Published June 2010
We lived on the beach for the first couple of years after we moved here. The landscape was so blue and liquid that we seemed to be living in a dream. We’d glance out the window while frying an egg or vacuuming the bedroom, and there it would be, like a wild animal, roaring and heaving. It made so much noise that, for months, I’d awaken at night thinking I’d fallen asleep under a freeway. I wondered how anyone could coexist with something that big.
Inevitably, the smaller parts of our lives came back into focus. We became like Northern Californians around redwoods, or Arizonans with the Grand Canyon: We tuned out the scenery. Still, every now and then, we’d turn a corner and get bushwhacked by the sheer force of that big, azure plain that stretched to the horizon, that reminder of all that is elemental and dazzling.
It’s an art, I suppose, acclimating to bigness, and here between the peaks of the Santa Ana Mountains and the world’s largest body of water, everyone seems to rise to it in his or her own way. A few months ago in Dana Point, an IMAX filmmaker and the head of a surfwear company spoke at the Ocean Institute about the Pacific as a business inspiration. In the audience was a deep-sea photographer who had nearly died after getting the bends while taking pictures of coral. Not far from him were two big-wave surfers from San Clemente whose favorite pastime is racing down 70-foot walls of water. Isn’t that terrifying? Yes, they told us. Then they laughed.
On the other hand, there was an elderly neighbor whose cottage was next to our old beach house; maybe it was her age, but she and nature seemed to have made a separate peace.
Esther was in her 90s, a retired schoolteacher and devout Roman Catholic. For most of her life, she had lived near the ocean. You could see the waves from her backyard flower garden, where the smell of the sea mixed with the fragrance of roses. Behind her screen door, she’d sit in her little living room watching “Judge Judy.” Some Fridays she’d invite us in for a happy hour nip of Jack Daniels. She lived alone, but she had so many friends and such an infinite capacity for affection that people flocked to do things for her. “I don’t know what I ever did to deserve it,” she’d marvel, “but I’m blessed.”
One day, she called, asking a favor. Her remote wasn’t working, and she was missing her TV shows. By then, we’d moved to a different house—she had us on speed dial—but we weren’t far and, on that day, for me, her request was especially welcome.
The past few months had been traumatic. My mother had died after a long illness, leaving me far more lost than I’d ever imagined. I was having nightmares; it was as if something had hit me at a molecular level. The night before Esther’s call, I dreamed of a beach filled with fossils and quicksand, and when I awoke, I was trying to meet the eye of an entity so massive I could scarcely face it. Sitting in that seaside cottage, fixing Esther’s television, I talked to her about my mother—who, like Esther, had been a Catholic, and who, like me, had appreciated good neighbors.
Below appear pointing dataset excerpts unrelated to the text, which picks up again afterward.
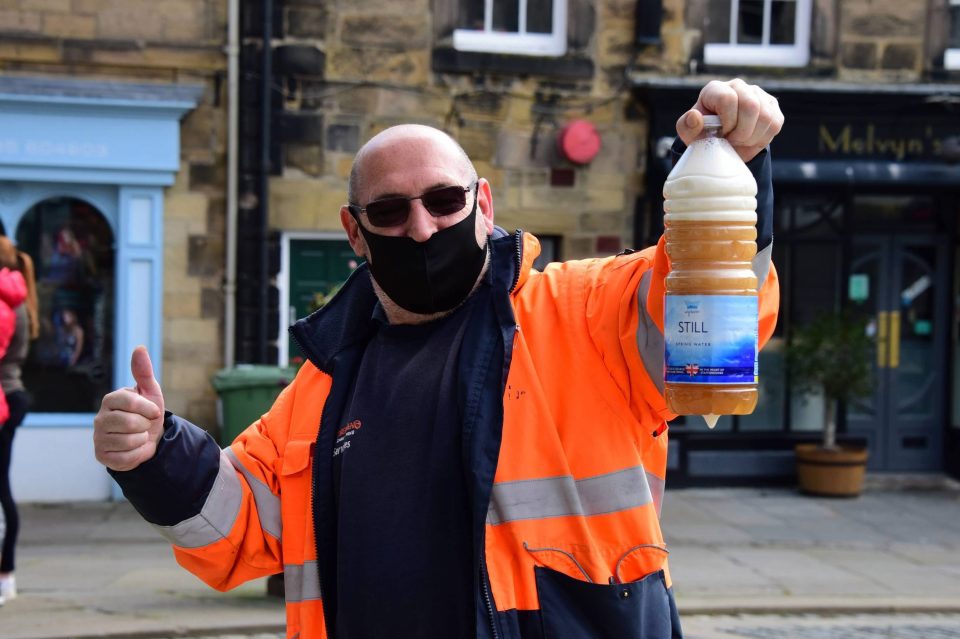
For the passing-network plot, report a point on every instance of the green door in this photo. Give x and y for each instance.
(317, 268)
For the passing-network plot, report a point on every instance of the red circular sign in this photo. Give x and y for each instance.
(579, 141)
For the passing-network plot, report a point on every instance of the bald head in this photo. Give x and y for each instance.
(396, 137)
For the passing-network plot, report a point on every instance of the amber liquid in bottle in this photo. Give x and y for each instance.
(710, 234)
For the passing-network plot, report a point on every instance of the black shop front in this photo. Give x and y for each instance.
(867, 192)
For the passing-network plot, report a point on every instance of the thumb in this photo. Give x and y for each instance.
(142, 369)
(689, 126)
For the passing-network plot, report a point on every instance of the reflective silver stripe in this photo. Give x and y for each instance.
(649, 337)
(563, 496)
(657, 486)
(268, 504)
(761, 264)
(217, 516)
(301, 582)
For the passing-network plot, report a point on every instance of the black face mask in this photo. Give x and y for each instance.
(428, 277)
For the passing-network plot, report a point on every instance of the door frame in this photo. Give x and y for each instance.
(881, 431)
(283, 284)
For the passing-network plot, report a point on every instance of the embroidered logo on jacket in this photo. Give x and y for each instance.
(344, 435)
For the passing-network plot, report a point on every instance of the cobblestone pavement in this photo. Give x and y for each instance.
(893, 626)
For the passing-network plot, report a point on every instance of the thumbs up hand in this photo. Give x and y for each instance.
(130, 421)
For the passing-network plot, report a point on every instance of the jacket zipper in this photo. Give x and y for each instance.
(488, 600)
(518, 248)
(313, 496)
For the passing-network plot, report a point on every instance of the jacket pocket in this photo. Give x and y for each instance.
(574, 609)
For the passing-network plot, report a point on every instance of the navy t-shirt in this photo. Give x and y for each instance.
(404, 552)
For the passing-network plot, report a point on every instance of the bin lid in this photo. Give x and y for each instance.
(253, 376)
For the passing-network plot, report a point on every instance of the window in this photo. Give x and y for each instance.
(770, 33)
(523, 27)
(70, 366)
(951, 58)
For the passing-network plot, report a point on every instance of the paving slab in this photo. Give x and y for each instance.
(98, 570)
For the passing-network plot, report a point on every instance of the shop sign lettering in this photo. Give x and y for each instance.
(51, 149)
(870, 140)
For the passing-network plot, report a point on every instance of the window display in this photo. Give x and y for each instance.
(70, 365)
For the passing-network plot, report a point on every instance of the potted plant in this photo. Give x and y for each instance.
(831, 355)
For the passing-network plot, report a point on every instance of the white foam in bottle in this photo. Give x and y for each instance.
(710, 230)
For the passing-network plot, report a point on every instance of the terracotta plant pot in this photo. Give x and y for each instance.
(832, 473)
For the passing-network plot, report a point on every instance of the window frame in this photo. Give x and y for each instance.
(553, 44)
(765, 54)
(951, 55)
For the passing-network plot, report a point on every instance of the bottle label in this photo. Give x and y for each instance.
(710, 339)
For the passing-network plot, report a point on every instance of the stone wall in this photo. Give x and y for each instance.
(169, 41)
(882, 40)
(379, 72)
(852, 40)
Esther talked to me, too, about all the loved ones she had lost in her lifetime. Then she took my middle-aged hand in her silky, gnarled one and looked past her roses toward the blue, blue Pacific.
“Isn’t it something? It just goes on and on,” she said, smiling. Together, we lifted our eyes to the vastness. Look or don’t look, it seemed to say, fight or embrace me. I was here long before you and I will be here long after.
The waves crashed, and the sound could have been a blessing or maybe just a fair warning: The overwhelming waits beside us. We live with immensity.